You may also look into something like that.

Definitely looks like its the texture cache. I’ve found that depending on the exact details of my computation I fall into one of two cases:

  1. Computation and (non-texture) memory bandwidth limited - minimum amount of arithmetic and maximum amount of coallesced reads and writes is crucial

  2. Texture memory bandwidth limited - most efficient use of texture cache is crucial

I think that I originally tuned my program for case 1 and then threw a case 2 at it. Strangely the cost of getting it wrong seems to be much higher on the 9800 GTX than the other cards.
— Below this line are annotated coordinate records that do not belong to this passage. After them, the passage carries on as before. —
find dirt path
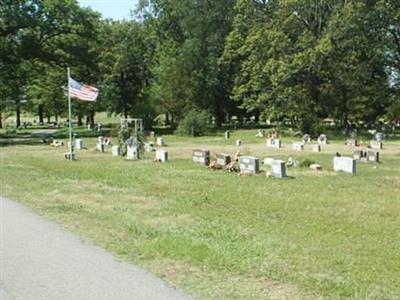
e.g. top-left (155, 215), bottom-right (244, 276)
top-left (0, 198), bottom-right (191, 300)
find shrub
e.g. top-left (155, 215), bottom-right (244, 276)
top-left (176, 110), bottom-right (210, 136)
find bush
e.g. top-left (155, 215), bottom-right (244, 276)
top-left (176, 110), bottom-right (210, 136)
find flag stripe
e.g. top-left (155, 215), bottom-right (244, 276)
top-left (69, 78), bottom-right (99, 102)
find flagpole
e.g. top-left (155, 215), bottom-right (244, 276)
top-left (67, 67), bottom-right (73, 161)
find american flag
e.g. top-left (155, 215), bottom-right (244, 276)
top-left (69, 77), bottom-right (99, 102)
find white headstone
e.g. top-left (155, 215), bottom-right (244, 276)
top-left (267, 138), bottom-right (282, 149)
top-left (217, 153), bottom-right (231, 168)
top-left (271, 160), bottom-right (286, 178)
top-left (239, 156), bottom-right (260, 174)
top-left (156, 138), bottom-right (165, 146)
top-left (292, 143), bottom-right (304, 151)
top-left (313, 144), bottom-right (321, 152)
top-left (75, 139), bottom-right (83, 150)
top-left (192, 149), bottom-right (210, 166)
top-left (111, 145), bottom-right (121, 156)
top-left (333, 156), bottom-right (356, 175)
top-left (156, 149), bottom-right (168, 162)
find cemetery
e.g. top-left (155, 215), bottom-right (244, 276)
top-left (0, 0), bottom-right (400, 300)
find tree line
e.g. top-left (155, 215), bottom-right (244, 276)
top-left (0, 0), bottom-right (400, 131)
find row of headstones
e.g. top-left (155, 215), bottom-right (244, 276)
top-left (192, 149), bottom-right (364, 178)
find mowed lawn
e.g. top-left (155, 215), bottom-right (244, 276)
top-left (0, 130), bottom-right (400, 299)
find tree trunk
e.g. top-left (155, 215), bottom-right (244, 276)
top-left (38, 104), bottom-right (44, 124)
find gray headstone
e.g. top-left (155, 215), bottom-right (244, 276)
top-left (111, 145), bottom-right (121, 156)
top-left (157, 138), bottom-right (165, 146)
top-left (318, 134), bottom-right (328, 145)
top-left (192, 149), bottom-right (210, 166)
top-left (271, 160), bottom-right (286, 178)
top-left (239, 156), bottom-right (260, 174)
top-left (126, 145), bottom-right (139, 160)
top-left (217, 153), bottom-right (231, 168)
top-left (371, 140), bottom-right (383, 150)
top-left (292, 143), bottom-right (304, 151)
top-left (313, 144), bottom-right (321, 152)
top-left (75, 139), bottom-right (83, 150)
top-left (156, 149), bottom-right (168, 162)
top-left (367, 150), bottom-right (379, 163)
top-left (225, 130), bottom-right (231, 140)
top-left (96, 142), bottom-right (104, 153)
top-left (267, 138), bottom-right (282, 149)
top-left (333, 156), bottom-right (356, 175)
top-left (346, 139), bottom-right (358, 147)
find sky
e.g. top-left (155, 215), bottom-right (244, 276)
top-left (78, 0), bottom-right (139, 20)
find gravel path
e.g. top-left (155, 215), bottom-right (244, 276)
top-left (0, 198), bottom-right (191, 300)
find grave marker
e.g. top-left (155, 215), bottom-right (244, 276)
top-left (292, 143), bottom-right (304, 151)
top-left (217, 153), bottom-right (231, 168)
top-left (156, 149), bottom-right (168, 162)
top-left (239, 156), bottom-right (260, 174)
top-left (111, 145), bottom-right (121, 156)
top-left (192, 149), bottom-right (210, 166)
top-left (333, 156), bottom-right (356, 175)
top-left (267, 138), bottom-right (282, 149)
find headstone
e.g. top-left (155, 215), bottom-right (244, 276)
top-left (156, 149), bottom-right (168, 162)
top-left (126, 145), bottom-right (139, 160)
top-left (239, 156), bottom-right (260, 174)
top-left (144, 142), bottom-right (156, 152)
top-left (333, 156), bottom-right (356, 175)
top-left (292, 143), bottom-right (304, 151)
top-left (256, 129), bottom-right (265, 137)
top-left (303, 134), bottom-right (311, 143)
top-left (75, 139), bottom-right (83, 150)
top-left (367, 150), bottom-right (379, 163)
top-left (313, 144), bottom-right (321, 152)
top-left (374, 132), bottom-right (385, 142)
top-left (192, 149), bottom-right (210, 166)
top-left (156, 138), bottom-right (165, 146)
top-left (371, 140), bottom-right (383, 150)
top-left (271, 160), bottom-right (286, 178)
top-left (264, 157), bottom-right (275, 166)
top-left (111, 145), bottom-right (121, 156)
top-left (96, 142), bottom-right (105, 153)
top-left (346, 139), bottom-right (358, 147)
top-left (318, 134), bottom-right (328, 145)
top-left (64, 152), bottom-right (75, 160)
top-left (267, 138), bottom-right (282, 149)
top-left (353, 150), bottom-right (365, 161)
top-left (217, 153), bottom-right (231, 168)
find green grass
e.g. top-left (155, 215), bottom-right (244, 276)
top-left (0, 130), bottom-right (400, 299)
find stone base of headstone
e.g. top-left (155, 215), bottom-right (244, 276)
top-left (64, 152), bottom-right (75, 160)
top-left (313, 144), bottom-right (321, 152)
top-left (267, 138), bottom-right (282, 149)
top-left (75, 139), bottom-right (83, 150)
top-left (271, 160), bottom-right (287, 178)
top-left (239, 156), bottom-right (260, 174)
top-left (96, 143), bottom-right (104, 153)
top-left (156, 149), bottom-right (168, 162)
top-left (217, 153), bottom-right (231, 168)
top-left (333, 156), bottom-right (356, 175)
top-left (367, 150), bottom-right (379, 163)
top-left (192, 149), bottom-right (210, 166)
top-left (346, 139), bottom-right (358, 147)
top-left (292, 143), bottom-right (304, 151)
top-left (111, 146), bottom-right (122, 156)
top-left (370, 141), bottom-right (383, 150)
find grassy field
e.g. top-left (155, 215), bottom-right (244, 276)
top-left (0, 130), bottom-right (400, 299)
Maybe it has higher latencies or something?

I’m still interested if anyone has any information on the texture cache and how to measure or model hits and misses.

Actually there is more to this. Texture cache is certainly a factor but I am also seeing very eratic and generally poor performance as soon as I use any driver newer than 169.21.

The attached graph demonstrates what I’m seeing. If you look at the dark blue and dark red plots they are for Forceware 169.21 drivers. They are well defined and totally repeatable. Also you will notice that the second pass is a mirror image of the first - thats a feature of an inherent symmetry in the calculation. Now look at the bright red and blue plots. They are for the latest 177.35 drivers. They follow the darker plots quite closely in places (although they are slightly higher) but over most of the plot they are massively inflated in a fairly haphazard kind of way. The effect is only vaguely similar on repeated runs. Also notice that it doesn’t obey the inherent symmetry in the calculation!